From d008ba3c23d88cf88b8693c5d2eb4e8a508b5c5e Mon Sep 17 00:00:00 2001
From: Konstantin Nazarov <mail@knazarov.com>
Date: Sun, 24 Sep 2023 21:46:14 +0100
Subject: [PATCH] Publish a post about the vm data segment

---
 .../note.md                                   | 64 +++++++++++++++++++
 1 file changed, 64 insertions(+)
 create mode 100644 content/posts/vm_progress_update_data_segment_and_constants/note.md

diff --git a/content/posts/vm_progress_update_data_segment_and_constants/note.md b/content/posts/vm_progress_update_data_segment_and_constants/note.md
new file mode 100644
index 0000000..36b3cb1
--- /dev/null
+++ b/content/posts/vm_progress_update_data_segment_and_constants/note.md
@@ -0,0 +1,64 @@
+X-Date: 2023-09-24T21:50:00Z
+X-Note-Id: 3a07c153-0d26-402e-b0b4-626dfdcf38fc
+Subject: VM progress update: data segment and constants
+X-Slug: vm_progress_update_data_segment_and_constants
+
+Today I'd like to introduce another addition to the [virtual machine](https://git.sr.ht/~knazarov/lisp.experimental)
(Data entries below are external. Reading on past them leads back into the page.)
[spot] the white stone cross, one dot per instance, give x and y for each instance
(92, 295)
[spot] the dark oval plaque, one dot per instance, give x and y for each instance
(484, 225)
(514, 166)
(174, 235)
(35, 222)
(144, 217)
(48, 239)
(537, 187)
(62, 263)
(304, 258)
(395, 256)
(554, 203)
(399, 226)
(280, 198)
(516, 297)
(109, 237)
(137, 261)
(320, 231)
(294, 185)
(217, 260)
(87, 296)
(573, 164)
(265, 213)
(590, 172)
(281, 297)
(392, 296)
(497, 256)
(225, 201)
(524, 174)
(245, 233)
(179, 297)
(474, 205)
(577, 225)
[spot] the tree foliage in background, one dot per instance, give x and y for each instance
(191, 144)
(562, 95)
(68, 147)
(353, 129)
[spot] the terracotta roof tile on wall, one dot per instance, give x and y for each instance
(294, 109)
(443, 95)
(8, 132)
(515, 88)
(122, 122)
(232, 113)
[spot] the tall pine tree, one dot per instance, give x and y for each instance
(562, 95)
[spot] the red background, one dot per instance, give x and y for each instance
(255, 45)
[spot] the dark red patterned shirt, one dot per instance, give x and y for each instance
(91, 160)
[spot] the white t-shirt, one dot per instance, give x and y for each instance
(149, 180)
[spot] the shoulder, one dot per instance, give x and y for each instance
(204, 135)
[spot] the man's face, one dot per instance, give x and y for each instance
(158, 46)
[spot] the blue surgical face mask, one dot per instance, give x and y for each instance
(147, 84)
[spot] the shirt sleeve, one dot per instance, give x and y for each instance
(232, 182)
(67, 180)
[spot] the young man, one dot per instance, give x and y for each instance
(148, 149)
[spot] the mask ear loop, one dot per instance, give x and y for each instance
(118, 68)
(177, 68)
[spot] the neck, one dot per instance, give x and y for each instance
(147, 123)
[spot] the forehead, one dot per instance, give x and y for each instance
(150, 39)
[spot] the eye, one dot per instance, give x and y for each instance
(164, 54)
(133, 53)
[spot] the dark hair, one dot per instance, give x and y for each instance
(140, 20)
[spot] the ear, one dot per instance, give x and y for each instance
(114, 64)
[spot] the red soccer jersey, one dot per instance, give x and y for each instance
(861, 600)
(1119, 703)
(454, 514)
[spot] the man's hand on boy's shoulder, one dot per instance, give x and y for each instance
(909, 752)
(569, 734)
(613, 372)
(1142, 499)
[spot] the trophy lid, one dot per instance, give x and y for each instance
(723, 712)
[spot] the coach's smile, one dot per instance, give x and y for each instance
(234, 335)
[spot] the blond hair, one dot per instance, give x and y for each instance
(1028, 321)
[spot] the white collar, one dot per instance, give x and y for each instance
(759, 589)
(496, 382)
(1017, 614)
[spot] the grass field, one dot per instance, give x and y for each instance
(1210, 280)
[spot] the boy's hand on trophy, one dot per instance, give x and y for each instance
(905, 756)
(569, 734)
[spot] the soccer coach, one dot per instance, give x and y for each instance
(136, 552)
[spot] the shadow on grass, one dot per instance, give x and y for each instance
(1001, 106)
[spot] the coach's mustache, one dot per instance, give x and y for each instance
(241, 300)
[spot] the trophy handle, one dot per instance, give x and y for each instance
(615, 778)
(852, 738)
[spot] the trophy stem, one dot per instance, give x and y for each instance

+I'm working on: the data segment.
+
+Let's first take a look at why this is necessary. Here's a piece of assembly code that multiplies 2 by 2:
+
+```
+; Load value '2' into register r0
+li r0, 2
+; Multiply register r0 by 2 and
+; put result back to r0
+mul r0, r0, 2
+ret
+```
+
+There instruction here that allows to load a constant into a register is `li` which stands for "load immediate".
+The value that it loads into the register is encoded as part of the instruction itself. Since the size of the
+instruction is 32 bit, the size of the instruction code is 7 bit, and the size of the register number is 4 bits, it
+leaves 21 bits for the value. 21 bits is only enough to encode a range of values between -1048576 and 1048575.
+
+Representing such a short range is OK in practice in many pieces of code that deal with offsets. You can have
+larger ranges, but with a high likelihood, most of the values in your code will be quite short (think loop counters).
+
+But if you have a larger value, you need to be able to represent it somehow. One way to do that is through bitwise
+operations: load 21 bits at a time, and then bit-shift and bit-or until you get the desired value. It would work
+for integers, and won't require any additional operations. Though, it will take a lot of instructions to do the
+same work that one instruction should have accomplished.
+
+Another problem with just using bit-shifts is that you can't easily encode strings and other more complex data
+structures this way. Any more complex constant will require executing lots of sequential instructions to reconstruct
+a particular data type.
+
+For this reason, regular executables contain both a code and data section. Whenever an executable is loaded into
+memory by a kernel, the sections get mapped into memory at predictable addresses, and the code can just load
+a constant either from the absolute address or from an offset relative to the instruction pointer.
+
+For my virtual machine, I don't want to mix the code and data as part of one logical memory block. This is because
+I would like to minimize the chance of memory corruptions, and thus arbitrary memory access in the VM is not possible.
+What I have instead is a representation of code as a pair of values: an array of instructions, and an array of
+constants. This pair can be predictably serialized to a file, and then loaded into memory later.
+
+To make it possible to load constants from the constant array, I've added a new instruction called `loadc` where you
+pass a register and an index to the array. When executed, the instruction will load the value of the constant to the
+specified register.
+
+Here's what its usage looks like (note the u8 suffix is just a way to tell the compiler that this is a 8-bit unsigned
+integer):
+
+```
+loadc r0, 255u8
+loadc r1, 2u8
+add r0, r0, r1 ; r0 would contain "1"
+ret
+```
+
+Also note, that when writing the assembly code, you don't need to fill in the constant array yourself. The compiler does
+that for you. You just specify the constant as a second argument, and during compilation the compiler would move
+the constant to the array and insert the opcode with the correct index in place of the `loadc` instruction.
+
+Right now there is only support for integers, but adding other data types should be relatively easy.